Giraud, P(ierre)
Mémoire et projet sur les voieries, les boyauderies, les ateliers d’ecarissage, les manufactures de brique et de carreau, les fabriques de vernis gras, de colle forte, de minium, les nitrières arteficielles, etc.
Paris, chez l’auteur (and Méquignon) nd (c.1798 or later).
Full Description
4to. 16pp, 1 folding engraved plate. Sewn as issued.
A very scarce pamphlet by the French architect Pierre Giraud (1744-1814), who had started his architectural career at Limoges but who had later settled in Paris and who had held appointments as architect to the Louvre and to the Palais de Justice in the early 1790s. The pamphlet explains his scheme for centralising the deposit and processing of Paris’s sewage at two sites in its surrounding countryside, at each of which there would be a carefully planned complex, centered on a geometrically planned sewage treatment building of which the roof would be supported in front by a range of eighteen columns, and providing facilities in a surrounding courtyard for the manufacture of bricks, tiles, and other products that could be manufactured from human and associated waste (the ground plan of the complex is illustrated on the pamphlet’s accompanying plate, with an accompanying elevation and section of the principal building).
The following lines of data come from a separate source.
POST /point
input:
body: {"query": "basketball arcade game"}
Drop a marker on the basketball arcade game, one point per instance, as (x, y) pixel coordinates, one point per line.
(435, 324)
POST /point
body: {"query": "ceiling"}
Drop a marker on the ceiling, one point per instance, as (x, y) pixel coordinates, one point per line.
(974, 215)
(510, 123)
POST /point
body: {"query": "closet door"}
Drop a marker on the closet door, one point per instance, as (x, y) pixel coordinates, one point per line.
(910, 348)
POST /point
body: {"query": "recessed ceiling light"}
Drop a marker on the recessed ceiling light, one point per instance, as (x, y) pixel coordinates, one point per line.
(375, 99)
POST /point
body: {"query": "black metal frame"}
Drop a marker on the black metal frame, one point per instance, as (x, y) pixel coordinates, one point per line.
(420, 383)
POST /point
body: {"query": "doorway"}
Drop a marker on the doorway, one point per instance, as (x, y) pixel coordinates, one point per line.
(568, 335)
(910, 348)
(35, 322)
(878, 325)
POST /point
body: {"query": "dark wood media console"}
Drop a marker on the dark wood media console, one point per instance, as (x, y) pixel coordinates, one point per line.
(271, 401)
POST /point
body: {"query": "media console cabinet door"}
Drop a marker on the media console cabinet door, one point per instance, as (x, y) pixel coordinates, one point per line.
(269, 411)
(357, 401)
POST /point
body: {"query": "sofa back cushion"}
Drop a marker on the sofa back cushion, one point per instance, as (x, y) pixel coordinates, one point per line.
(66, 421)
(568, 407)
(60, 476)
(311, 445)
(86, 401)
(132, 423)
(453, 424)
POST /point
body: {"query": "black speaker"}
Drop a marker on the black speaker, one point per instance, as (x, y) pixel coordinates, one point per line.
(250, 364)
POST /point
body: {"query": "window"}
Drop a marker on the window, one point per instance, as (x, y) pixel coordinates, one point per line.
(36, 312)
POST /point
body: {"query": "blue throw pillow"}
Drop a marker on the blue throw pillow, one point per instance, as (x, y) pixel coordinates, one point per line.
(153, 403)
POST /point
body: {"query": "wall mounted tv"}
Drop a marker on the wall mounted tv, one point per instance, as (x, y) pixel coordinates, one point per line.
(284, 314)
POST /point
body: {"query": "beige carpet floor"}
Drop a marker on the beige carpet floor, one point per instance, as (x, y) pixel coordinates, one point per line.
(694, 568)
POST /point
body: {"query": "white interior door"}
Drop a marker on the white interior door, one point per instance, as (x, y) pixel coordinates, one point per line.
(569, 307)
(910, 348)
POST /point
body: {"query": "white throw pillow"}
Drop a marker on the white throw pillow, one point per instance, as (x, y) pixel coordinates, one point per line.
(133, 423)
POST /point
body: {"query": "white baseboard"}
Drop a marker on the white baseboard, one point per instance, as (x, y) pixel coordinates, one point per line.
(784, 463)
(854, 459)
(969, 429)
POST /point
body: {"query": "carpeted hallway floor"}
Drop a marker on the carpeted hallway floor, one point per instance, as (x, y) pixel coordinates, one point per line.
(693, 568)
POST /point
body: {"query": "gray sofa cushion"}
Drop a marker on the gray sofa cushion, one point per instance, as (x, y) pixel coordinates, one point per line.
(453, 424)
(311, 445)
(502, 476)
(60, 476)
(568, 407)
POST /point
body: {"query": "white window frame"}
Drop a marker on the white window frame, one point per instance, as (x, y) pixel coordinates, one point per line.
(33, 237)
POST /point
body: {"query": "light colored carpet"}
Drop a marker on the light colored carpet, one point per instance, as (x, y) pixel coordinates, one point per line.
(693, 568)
The pamphlet is undated but contains a reference in its text to An V in the French republican calendar (September 1796 – September 1797), leading us to guess that the present pamphlet may belong to the following year, An VI (September 1797 – September 1798), or to a slightly later date. This is doubtless one of the very earliest fully worked out schemes by an architect for a sewage treatment site, but prospective purchasers should not be deterred in the least by its subject matter, for Giraud’s text is full of interesting detail, and, to repeat a Latin tag from Terence’s play Heautontimorumenos used by Giraud himself on the volume’s title leaf, “homo sum, nihil [humani] a me alienum puto”. The pamphlet is held by the Canadian Centre for Architecture (which is lucky enough to possess what is probably a complete collection of Giraud’s numerous pamphlets), but there seems to be no copy in the Bibliothèque Nationale, Paris, and no copy is held by the British Architectural Library or by other obvious institutional libraries outside France.